FairGridSearch: A Framework to Compare Fairness-Enhancing Models
This work addresses the problem of model selection for fairness in critical decision-making applications, but it is incremental as it builds on existing bias mitigation methods without introducing new ones.
The paper tackles the challenge of selecting optimal fairness-enhancing models in binary classification by proposing FairGridSearch, a framework for comparing models, and finds that metric selection, base estimator choice, and classification threshold significantly impact fairness and accuracy across three datasets.

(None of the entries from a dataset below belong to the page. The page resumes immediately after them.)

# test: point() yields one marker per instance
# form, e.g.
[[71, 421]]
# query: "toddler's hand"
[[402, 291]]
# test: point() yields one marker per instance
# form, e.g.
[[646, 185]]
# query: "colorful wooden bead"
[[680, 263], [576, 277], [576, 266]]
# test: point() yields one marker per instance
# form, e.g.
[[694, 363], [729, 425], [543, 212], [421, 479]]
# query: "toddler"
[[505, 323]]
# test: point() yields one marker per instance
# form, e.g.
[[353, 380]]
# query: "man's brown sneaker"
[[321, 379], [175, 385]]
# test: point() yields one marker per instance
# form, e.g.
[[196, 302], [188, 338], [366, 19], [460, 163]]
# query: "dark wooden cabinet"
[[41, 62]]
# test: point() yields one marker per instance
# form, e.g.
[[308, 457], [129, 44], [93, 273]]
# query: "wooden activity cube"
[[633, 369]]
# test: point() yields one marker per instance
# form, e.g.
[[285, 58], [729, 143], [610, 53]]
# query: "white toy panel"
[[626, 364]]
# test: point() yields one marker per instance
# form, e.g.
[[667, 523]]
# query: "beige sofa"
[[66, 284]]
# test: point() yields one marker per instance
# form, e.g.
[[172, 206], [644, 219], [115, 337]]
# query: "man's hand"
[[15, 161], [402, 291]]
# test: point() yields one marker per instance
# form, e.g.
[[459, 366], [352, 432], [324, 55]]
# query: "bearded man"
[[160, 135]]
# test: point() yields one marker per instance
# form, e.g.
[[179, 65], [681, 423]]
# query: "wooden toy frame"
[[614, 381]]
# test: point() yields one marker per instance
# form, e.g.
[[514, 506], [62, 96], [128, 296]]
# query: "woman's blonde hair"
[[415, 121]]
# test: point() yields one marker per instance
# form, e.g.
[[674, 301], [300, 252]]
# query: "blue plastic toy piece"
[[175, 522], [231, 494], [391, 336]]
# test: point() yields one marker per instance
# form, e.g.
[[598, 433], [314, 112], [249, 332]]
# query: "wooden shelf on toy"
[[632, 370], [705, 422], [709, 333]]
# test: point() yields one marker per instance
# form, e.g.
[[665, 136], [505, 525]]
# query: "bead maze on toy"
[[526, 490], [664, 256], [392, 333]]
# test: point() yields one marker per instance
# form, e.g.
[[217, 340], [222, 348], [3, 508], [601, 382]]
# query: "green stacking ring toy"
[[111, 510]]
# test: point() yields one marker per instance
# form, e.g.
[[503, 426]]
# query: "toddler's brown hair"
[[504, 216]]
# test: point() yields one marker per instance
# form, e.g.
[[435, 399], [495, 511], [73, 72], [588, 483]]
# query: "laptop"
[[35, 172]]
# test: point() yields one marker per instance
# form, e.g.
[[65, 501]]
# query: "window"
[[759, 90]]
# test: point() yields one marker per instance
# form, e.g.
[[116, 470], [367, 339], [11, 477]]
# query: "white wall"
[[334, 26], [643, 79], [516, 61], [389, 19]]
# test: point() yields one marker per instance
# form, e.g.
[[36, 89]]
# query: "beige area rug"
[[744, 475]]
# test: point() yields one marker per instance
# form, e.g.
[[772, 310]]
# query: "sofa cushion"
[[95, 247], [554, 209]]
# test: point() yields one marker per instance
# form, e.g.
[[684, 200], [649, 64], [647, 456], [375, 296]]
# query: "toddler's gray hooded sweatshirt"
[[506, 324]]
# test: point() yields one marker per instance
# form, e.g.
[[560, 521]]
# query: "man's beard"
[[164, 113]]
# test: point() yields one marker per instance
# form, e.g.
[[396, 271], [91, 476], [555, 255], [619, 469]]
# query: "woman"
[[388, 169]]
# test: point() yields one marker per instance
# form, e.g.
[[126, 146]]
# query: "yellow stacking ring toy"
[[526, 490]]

Machine learning models are increasingly used in critical decision-making applications. However, these models are susceptible to replicating or even amplifying bias present in real-world data. While there are various bias mitigation methods and base estimators in the literature, selecting the optimal model for a specific application remains challenging. This paper focuses on binary classification and proposes FairGridSearch, a novel framework for comparing fairness-enhancing models. FairGridSearch enables experimentation with different model parameter combinations and recommends the best one. The study applies FairGridSearch to three popular datasets (Adult, COMPAS, and German Credit) and analyzes the impacts of metric selection, base estimator choice, and classification threshold on model fairness. The results highlight the significance of selecting appropriate accuracy and fairness metrics for model evaluation. Additionally, different base estimators and classification threshold values affect the effectiveness of bias mitigation methods and fairness stability respectively, but the effects are not consistent across all datasets. Based on these findings, future research on fairness in machine learning should consider a broader range of factors when building fair models, going beyond bias mitigation methods alone.